El programa de acción del partido debe ser incorporado en clave de contribución a la constitución y fortalecimiento de una voluntad colectiva, y por lo tanto desprenderse dramáticamente del discurso y no ser reducido a “frías abstracciones”. En cuanto al papel del partido en la reforma intelectual y moral considera que éste trastorna todas las relaciones morales e intelectuales y
toma el lugar, en las conciencias, de la divinidad y del imperativo categórico, él es la base de un laicismo moderno y de una completa laicización de toda la vida y de todas las relaciones de conducta. (C, III, 228).
La relación entre partido y grupo social, es vista por A.G. no como una relación instrumental, de representación directa de intereses, sino como una actividad de construcción hegemónica, que construye alianzas en base a la búsqueda de 'equilibrios' sociales:
Cada partido es la expresión de un grupo social y nada más que de un solo grupo social. Sin embargo, en determinadas condiciones sociales, algunos partidos representan un solo grupo social en cuanto ejercen una función de equilibrio y de arbitraje entre los intereses del propio grupo y el de los demás grupos y procuran que el desarrollo del grupo representado se produzca con el consentimiento y con la ayuda de los grupos aliados, y en algunos casos con el de los grupos adversarios más hostiles. (Notas sobre Maquiavelo, p. 44).
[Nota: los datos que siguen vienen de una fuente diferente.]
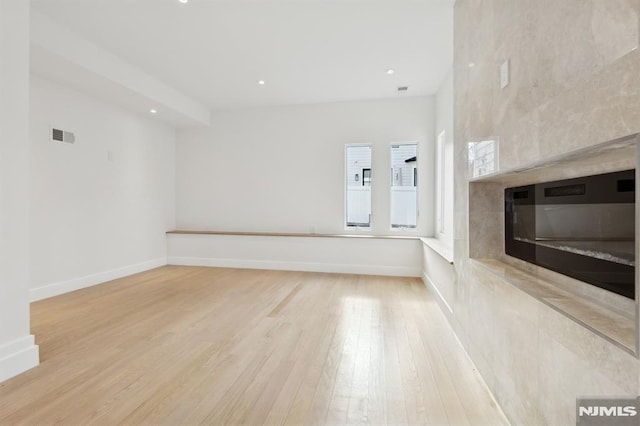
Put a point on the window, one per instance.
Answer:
(404, 186)
(358, 186)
Esa identificación de partido-grupo social se complica en muchas situaciones, y los partidos se dividen en fracciones que actúan de modo independiente, por eso (...) El Estado Mayor intelectual del partido orgánico (...) actúa como si fuese una fuerza dirigente por completo independiente, superior a los partidos y a veces considerada así por el público. (Notas sobre Maquiavelo, p. 84)
Es decir que la verdadera dirección política de la clase dominante, está en ocasiones por fuera de la estructura formal de los partidos.
Dice Biagio de Giovanni:
Su reflexión sobre el partido parte de una atención extremadamente determinada sobre la necesidad de que la iniciativa del partido deje filtrarrealmente a través de su propia obra de dirección la productividad política de las masas. El riesgo principal es visto en la caída de esta relación.[15]
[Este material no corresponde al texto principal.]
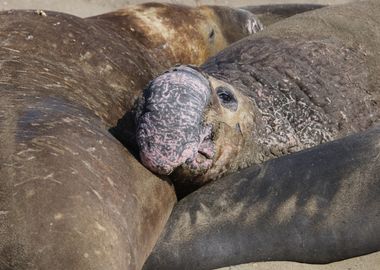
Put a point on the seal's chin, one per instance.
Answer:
(195, 158)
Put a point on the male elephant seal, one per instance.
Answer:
(308, 80)
(184, 34)
(71, 196)
(317, 206)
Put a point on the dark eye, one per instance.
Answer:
(211, 35)
(227, 98)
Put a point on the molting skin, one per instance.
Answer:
(295, 85)
(192, 124)
(170, 130)
(182, 33)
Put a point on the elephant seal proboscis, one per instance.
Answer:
(71, 196)
(319, 205)
(308, 80)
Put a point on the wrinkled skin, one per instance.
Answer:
(71, 195)
(318, 206)
(285, 91)
(182, 33)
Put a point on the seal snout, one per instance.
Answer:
(170, 131)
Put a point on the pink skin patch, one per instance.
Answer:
(170, 130)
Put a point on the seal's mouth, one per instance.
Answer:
(171, 132)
Este orden de fenómenos está relacionado con una de las cuestiones más importantes que se refieren al partido político, es decir a la capacidad del partido para reaccionar contra el espíritu de costumbre, contra las tendencias a momificarse y a volverse anacrónico [...] La burocracia es la fuerza consuetudinaria y conservadora más peligrosa; si termina por constituir un cuerpo solidario, cerrado en sí, que se siente independiente de la masa, el partido termina por volverse anacrónico, y en los momentos de crisis aguda se vacía de su contenido social y queda en el aire.[16]
En la línea permanente de Gramsci, la relación partido-clase es de doble vuelta si es verdad que los partidos no son sino la nomenclatura de las clases, también es cierto que los partidos no son solamente una expresión mecánica y pasiva de las clases mismas, sino que reaccionan enérgicamente sobre ellas para desarrollarlas, extenderlas, universalizarlas.(Gramsci, A, p. 387). (Confirmar cita)
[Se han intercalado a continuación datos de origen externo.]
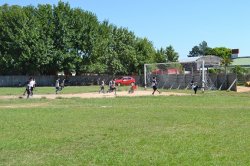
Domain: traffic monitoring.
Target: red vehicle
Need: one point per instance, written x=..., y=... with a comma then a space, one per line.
x=126, y=80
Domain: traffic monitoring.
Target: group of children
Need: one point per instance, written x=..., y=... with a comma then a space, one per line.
x=31, y=84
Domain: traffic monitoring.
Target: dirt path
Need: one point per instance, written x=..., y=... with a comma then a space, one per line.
x=243, y=89
x=97, y=95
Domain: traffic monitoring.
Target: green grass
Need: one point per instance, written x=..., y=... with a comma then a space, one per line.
x=51, y=90
x=205, y=129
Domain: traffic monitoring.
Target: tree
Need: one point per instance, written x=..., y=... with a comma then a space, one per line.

Además A.G. toma en sentido dinámico esta vinculación partido-clase:
[...] la verdad teórica según la cual cada clase tiene un sólo partido, está demostrada en los cambios decisivos por el hecho de que los distintos agrupamientos, que se presentaban cada uno como partidos “independientes”, se reúnen y forman un bloque único. (Notas sobre Maquiavelo,... p. 53)
Por otra parte, A.G. da importancia a un “tercer tipo” de organizaciones, que no son partidos ni órganos de defensa económica, tales como los consejos obreros y los clubes de cultura, que pueden cumplir funciones unificadoras del conjunto de la clase, mas allá de las fronteras partidarias, participar en el proceso de “catarsis” que marca el paso de la conciencia económica-corporativa al momento ético-político.